インフルエンザの迅速抗原検査の精度は、発症からの時間経過で変わるとはいえ、100%ではありません。たとえ適切なタイミングで検査を受けても「陰性」と出ることがあります。
しかし、以下のような場合は、陰性であってもインフルエンザと診断されることがあります。
- 典型的なインフルエンザ症状: 高熱、全身倦怠感、関節痛、筋肉痛などが強く出ている。
- 周囲でインフルエンザが流行している: 家族や学校、職場でインフルエンザにかかっている人がいる。
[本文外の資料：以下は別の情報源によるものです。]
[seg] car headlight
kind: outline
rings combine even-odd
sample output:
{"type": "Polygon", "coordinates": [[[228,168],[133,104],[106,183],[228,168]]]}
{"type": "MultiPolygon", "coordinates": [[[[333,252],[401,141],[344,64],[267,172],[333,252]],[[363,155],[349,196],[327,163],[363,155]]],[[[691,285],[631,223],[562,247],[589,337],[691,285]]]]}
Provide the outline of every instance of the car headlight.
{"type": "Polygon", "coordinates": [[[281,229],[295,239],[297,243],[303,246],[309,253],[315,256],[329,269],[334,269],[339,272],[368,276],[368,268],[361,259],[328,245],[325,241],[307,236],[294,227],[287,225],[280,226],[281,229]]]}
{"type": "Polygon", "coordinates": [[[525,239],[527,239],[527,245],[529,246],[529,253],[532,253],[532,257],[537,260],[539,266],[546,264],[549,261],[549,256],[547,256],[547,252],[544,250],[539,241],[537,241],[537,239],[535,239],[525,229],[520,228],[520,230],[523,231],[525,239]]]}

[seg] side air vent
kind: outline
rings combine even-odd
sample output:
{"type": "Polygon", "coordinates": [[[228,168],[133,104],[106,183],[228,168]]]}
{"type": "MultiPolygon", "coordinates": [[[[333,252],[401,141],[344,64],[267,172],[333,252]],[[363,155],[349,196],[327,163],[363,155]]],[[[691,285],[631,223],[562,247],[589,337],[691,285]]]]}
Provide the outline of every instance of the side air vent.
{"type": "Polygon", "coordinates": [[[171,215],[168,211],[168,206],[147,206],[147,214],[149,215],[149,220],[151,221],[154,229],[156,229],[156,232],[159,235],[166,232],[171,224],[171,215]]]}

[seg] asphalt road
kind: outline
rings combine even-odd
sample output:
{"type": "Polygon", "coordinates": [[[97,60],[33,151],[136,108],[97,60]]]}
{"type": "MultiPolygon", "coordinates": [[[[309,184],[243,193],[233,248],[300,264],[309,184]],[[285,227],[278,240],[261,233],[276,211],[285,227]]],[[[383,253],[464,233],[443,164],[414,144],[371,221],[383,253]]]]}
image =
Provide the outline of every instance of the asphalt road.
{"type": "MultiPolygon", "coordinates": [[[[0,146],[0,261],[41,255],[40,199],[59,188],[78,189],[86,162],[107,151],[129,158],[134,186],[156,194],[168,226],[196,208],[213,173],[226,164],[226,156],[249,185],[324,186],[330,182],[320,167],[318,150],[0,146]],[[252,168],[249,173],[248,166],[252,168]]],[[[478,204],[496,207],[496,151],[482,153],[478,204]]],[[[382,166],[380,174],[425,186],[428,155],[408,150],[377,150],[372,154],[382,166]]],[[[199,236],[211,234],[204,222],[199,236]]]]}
- 医師の総合的な判断: 診察を通して、医師がインフルエンザと強く疑う場合。
特に、乳幼児や高齢者、持病のある方などは、重症化するリスクがあるため、検査結果だけでなく、医師が総合的に判断して治療を開始することがあります。
まとめ:発熱したら「少し待って」病院へ
インフルエンザの疑いがある場合、焦ってすぐに病院に行くよりも、発熱後12時間〜48時間を目安に受診することが、正確な診断と適切な治療への近道です。ただし、症状が非常に辛い場合や、脱水症状などが見られる場合は、迷わず早めに医療機関を受診し、医師の指示を仰ぎましょう。
日頃から手洗いやうがい、適切なマスク着用などで予防を心がけ、もしもの時は慌てずに正しいタイミングで対応してくださいね。